Jade Live Show Analysis: The Music World's Quirkiest Star Transcends Manufactured Origins

Harry Styles aside, the solo careers of ex-participants of TV talent show-manufactured bands seldom grip the audience's attention. These efforts typically adhere to predictable patterns – either an attempt at a more edgy urban music style, replete with at least a track including a guest appearance by an American rapper, or a lunge towards mature Radio 2-friendly polished adult contemporary – and they typically become a dimly remembered placeholder, the sight and sound of someone gamely killing time prior to the unavoidable reunion tour.

A Unique Journey

This common scenario that renders the unconventional route thus far followed by Little Mix’s Jade Thirlwall oddly invigorating. She’s certainly not above engaging in the typical activities that ex-reality TV group artists are known for undertaking, including loudly underlining that she’s no longer subject the press-managed restrictions of the manufactured pop industry – based on the audience this evening, the most popular item on the merchandise stall is a handheld cooling device displaying the legend “TINA SAYS YOU’RE A CUNT”, a lyric from the track Gossip, her musical partnership with electronic pair the group Confidence Man – but regardless, the music she’s opted to make is pop music with a far more fascinating style than the norm.

A Superb Debut

She opened her solo account with last year’s superb Angel Of My Dreams, a highly unusual, jarring and disjointed melange of big pop balladry, loud electronic instruments and audio excerpts from Sandie Shaw’s Puppet On A String.

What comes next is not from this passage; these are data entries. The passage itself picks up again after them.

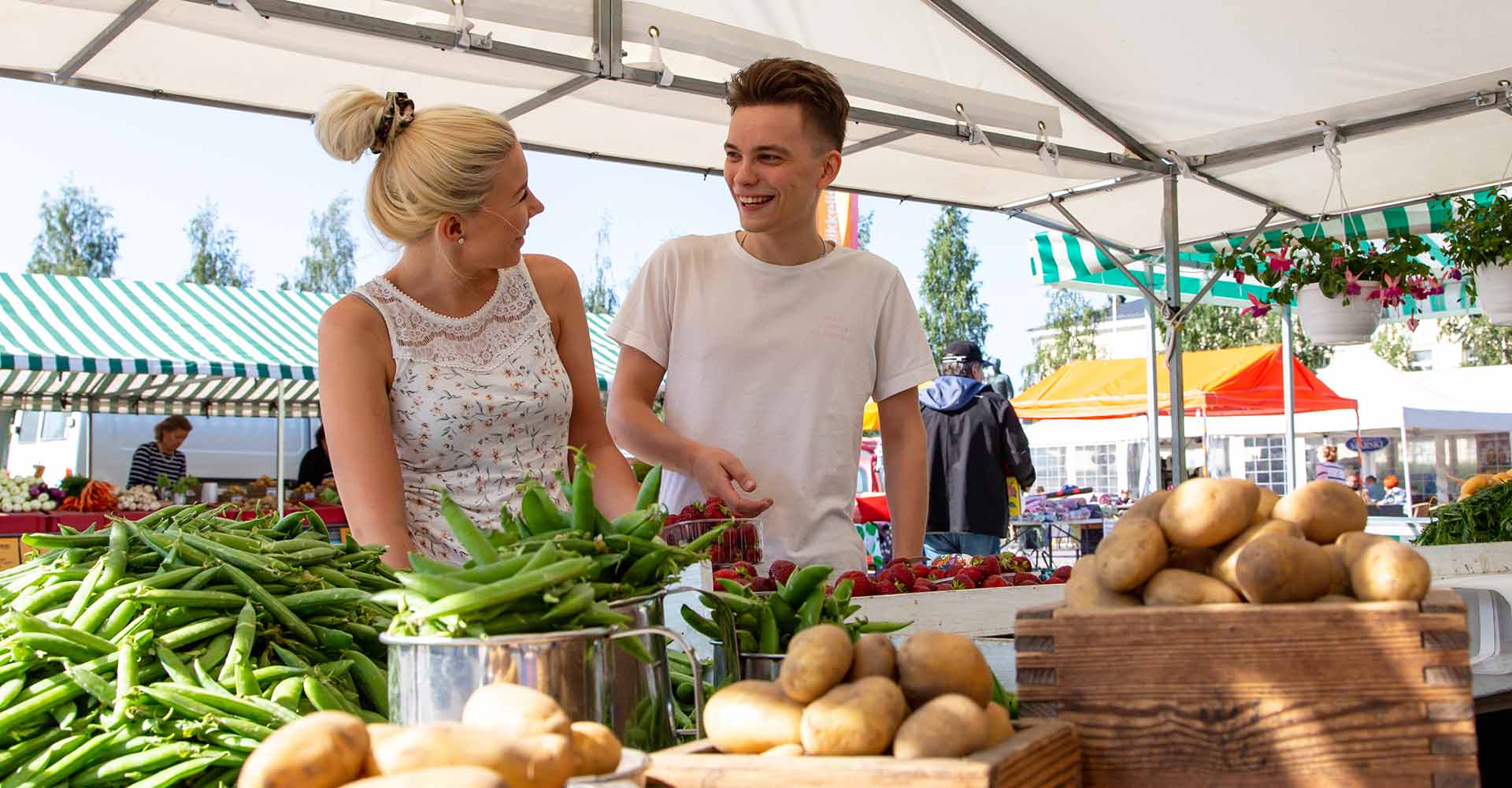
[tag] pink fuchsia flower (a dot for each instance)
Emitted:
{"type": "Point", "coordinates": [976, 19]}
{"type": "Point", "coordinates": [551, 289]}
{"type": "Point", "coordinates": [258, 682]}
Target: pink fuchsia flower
{"type": "Point", "coordinates": [1351, 283]}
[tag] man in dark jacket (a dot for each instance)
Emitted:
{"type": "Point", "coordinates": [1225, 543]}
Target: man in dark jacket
{"type": "Point", "coordinates": [974, 445]}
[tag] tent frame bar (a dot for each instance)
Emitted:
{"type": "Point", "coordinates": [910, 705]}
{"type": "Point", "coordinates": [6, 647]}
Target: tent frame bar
{"type": "Point", "coordinates": [103, 38]}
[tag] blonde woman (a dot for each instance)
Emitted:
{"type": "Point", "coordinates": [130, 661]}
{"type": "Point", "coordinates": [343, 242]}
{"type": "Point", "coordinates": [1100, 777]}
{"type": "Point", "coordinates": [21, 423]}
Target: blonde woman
{"type": "Point", "coordinates": [466, 365]}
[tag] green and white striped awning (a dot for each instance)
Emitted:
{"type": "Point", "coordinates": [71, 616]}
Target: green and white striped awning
{"type": "Point", "coordinates": [149, 347]}
{"type": "Point", "coordinates": [1065, 261]}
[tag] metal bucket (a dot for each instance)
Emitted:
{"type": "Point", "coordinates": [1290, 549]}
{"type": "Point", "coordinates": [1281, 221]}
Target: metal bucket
{"type": "Point", "coordinates": [432, 678]}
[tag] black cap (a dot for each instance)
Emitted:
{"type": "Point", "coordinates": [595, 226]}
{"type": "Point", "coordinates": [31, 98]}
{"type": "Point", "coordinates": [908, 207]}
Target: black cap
{"type": "Point", "coordinates": [964, 351]}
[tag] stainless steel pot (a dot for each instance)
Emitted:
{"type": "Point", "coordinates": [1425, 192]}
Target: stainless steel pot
{"type": "Point", "coordinates": [432, 678]}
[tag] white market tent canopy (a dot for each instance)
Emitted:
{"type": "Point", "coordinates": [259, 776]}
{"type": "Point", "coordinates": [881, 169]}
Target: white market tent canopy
{"type": "Point", "coordinates": [1081, 117]}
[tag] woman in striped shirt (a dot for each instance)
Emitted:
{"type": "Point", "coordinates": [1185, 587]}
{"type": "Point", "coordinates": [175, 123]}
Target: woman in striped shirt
{"type": "Point", "coordinates": [162, 457]}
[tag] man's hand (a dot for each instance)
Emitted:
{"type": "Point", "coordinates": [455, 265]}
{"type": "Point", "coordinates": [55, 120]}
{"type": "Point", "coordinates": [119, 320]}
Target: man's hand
{"type": "Point", "coordinates": [720, 472]}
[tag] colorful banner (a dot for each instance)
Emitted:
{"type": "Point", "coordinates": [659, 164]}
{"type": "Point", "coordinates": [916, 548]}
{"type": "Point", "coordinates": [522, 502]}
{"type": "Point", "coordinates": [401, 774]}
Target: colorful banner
{"type": "Point", "coordinates": [836, 218]}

As the set on her initial individual concert series proves, not every song on her first full-length release her album That’s Showbiz, Baby! is quite as interesting as that: Before You Break My Heart is insanely catchy, but it’s also typical dancefloor-oriented pop, driven by precisely the Supremes sample its title suggests; things are padded out with a interpretation of the Madonna classic Frozen that transforms into a musical compilation of 90s dance hits, from 808’s Pacific State to Set You Free by N-Trance.

Additional Fascinating Content

But there’s also more where Angel Of My Dreams came from. The song Headache combines an catchy refrain reminiscent of Abba with song sections that present a borderline atonal style of rhythmic music or are enfolded by cavernous echo. She dedicates the track Unconditional to her mum: it has a wonderful tune, early 80s syndrums, and crashing rock guitar allied to clanging industrial drums. IT Girl surprisingly resurrects the sound of 2000s electronic punk movement, or more accurately the exciting variation of millennium-era popular music that was heavily influenced by electroclash, while Natural at Disaster begins like a piano ballad before suddenly shifting into a dark computerized noise.

A Charming Performer

The artist on stage is a immensely likable, delightfully authentic figure: she declares, she states at one point, “trembling uncontrollably”; giving a shoutout to her LGBTQ+ fanbase, who are present in large numbers, she proposes showing appreciation by adding a branded jockstrap to the merch stand.

Future Possibilities

It may well end the way such individual artistic pursuits typically finish – the enmity towards ex-group member her previous colleague Jesy Nelson voiced within Natural at Disaster patched up, a press conference to announce that Little Mix are reunited – but the fact that every attendee appear word-perfect as they join in vocally to an album that was released just a month ago makes you wonder. And even if it does, the closing Angel Of My Dreams emphasizes that Jade's individual musical path is not destined to fade into the domain of the barely recalled interim project.

  • Jade performs at the O2 Victoria Warehouse in the city of Manchester tonight and is traveling across the United Kingdom through October 23rd.

Jonathan Shaw
Jonathan Shaw

A tech enthusiast and writer with a passion for demystifying complex innovations and sharing actionable advice for digital growth.